9. Pratiques populaires de piété en Dhu al-Qi'dah :
· Le « journal de la taqwa » : On tient un cahier où l'on note chaque soir ses réussites et ses échecs du jour en matière de piété. Le 29 Dhu al-Qi'dah, on relit ses progrès.
· Le compagnon de piété (rafiq al-taqwa) : On choisit un ami ou un membre de la famille avec qui on s'engage mutuellement à se surveiller (se rappeler à l'ordre doucement).
· Le bracelet de la conscience : Certains chiites portent un bracelet (en tissu ou en cuir) qu'ils touchent chaque fois qu'ils sont sur le point de pécher, pour se rappeler Dieu.
· La mosquée comme refuge : On essaie d'aller à la mosquée pour les cinq prières (au lieu de prier chez soi), car l'environnement collectif renforce la piété.
10. Témoignages et bénédictions :
· De nombreux chiites rapportent qu'après un Dhu al-Qi'dah passé en piété, ils se sentent « différents » : leurs prières sont plus douces, leur cœur plus calme, leur colère plus rare.
· Un dicton chiite : « Dhu al-Qi'dah est le mois où l'on tond sa négligence comme on tond un mouton. »
Conclusion
Le mois de Dhu al-Qi'dah est pour les chiites le mois de la piété renforcée (taqwa).
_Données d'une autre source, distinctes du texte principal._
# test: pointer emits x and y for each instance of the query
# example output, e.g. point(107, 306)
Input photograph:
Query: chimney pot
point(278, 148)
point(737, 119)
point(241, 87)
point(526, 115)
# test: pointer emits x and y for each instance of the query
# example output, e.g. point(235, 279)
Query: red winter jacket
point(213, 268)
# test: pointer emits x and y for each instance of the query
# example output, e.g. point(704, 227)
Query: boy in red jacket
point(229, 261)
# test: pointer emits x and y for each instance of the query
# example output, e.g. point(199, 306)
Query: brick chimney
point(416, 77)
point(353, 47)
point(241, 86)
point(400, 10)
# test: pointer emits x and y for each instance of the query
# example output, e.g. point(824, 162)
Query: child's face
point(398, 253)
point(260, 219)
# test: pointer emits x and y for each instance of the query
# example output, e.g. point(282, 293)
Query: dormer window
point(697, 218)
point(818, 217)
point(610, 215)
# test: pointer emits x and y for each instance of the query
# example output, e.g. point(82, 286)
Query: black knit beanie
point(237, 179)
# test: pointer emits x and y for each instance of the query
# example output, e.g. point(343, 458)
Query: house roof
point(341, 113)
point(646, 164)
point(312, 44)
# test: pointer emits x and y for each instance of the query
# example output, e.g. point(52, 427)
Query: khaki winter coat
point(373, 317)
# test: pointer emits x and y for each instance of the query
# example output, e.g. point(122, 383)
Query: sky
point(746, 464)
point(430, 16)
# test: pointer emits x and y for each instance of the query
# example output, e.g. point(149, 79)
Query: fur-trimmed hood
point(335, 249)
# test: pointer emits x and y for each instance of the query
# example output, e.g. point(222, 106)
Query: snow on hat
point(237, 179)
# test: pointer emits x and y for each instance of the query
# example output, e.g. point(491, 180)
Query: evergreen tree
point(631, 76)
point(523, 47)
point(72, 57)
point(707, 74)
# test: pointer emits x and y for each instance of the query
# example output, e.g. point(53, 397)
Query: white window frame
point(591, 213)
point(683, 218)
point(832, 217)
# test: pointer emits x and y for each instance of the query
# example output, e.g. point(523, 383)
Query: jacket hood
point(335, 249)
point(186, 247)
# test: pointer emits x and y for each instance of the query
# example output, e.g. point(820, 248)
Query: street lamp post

Ce n'est pas un mois de fête (comme les aïd) ni un mois de deuil (comme Muharram) – c'est un mois de vigilance intérieure. Les croyants y apprennent à marcher avec Dieu, à se souvenir de Lui dans les actes les plus banals, à contrôler leurs sens, à purifier leurs intentions. Après trente jours de cette discipline, ils abordent Dhu al-Hijja (hajj) et le nouvel an lunaire (Muharram) avec un cœur neuf. Comme le dit l'imam Ali : « La taqwa est le sommet de la foi. Et Dhu al-Qi'dah est son chemin. » Ainsi, chaque année, des millions de chiites transforment ce mois – souvent ignoré par le monde extérieur – en une école de sainteté. Ils ne le font pas par obligation (la taqwa n'est pas obligatoire seulement en Dhu al-Qi'dah), mais par choix : celui de saisir l'occasion quand elle se présente. Et à la fin du mois, ils peuvent dire, comme le Prophète : « J'ai crains Dieu comme Il doit être craint. Non pas parfaitement, mais mieux qu'avant. »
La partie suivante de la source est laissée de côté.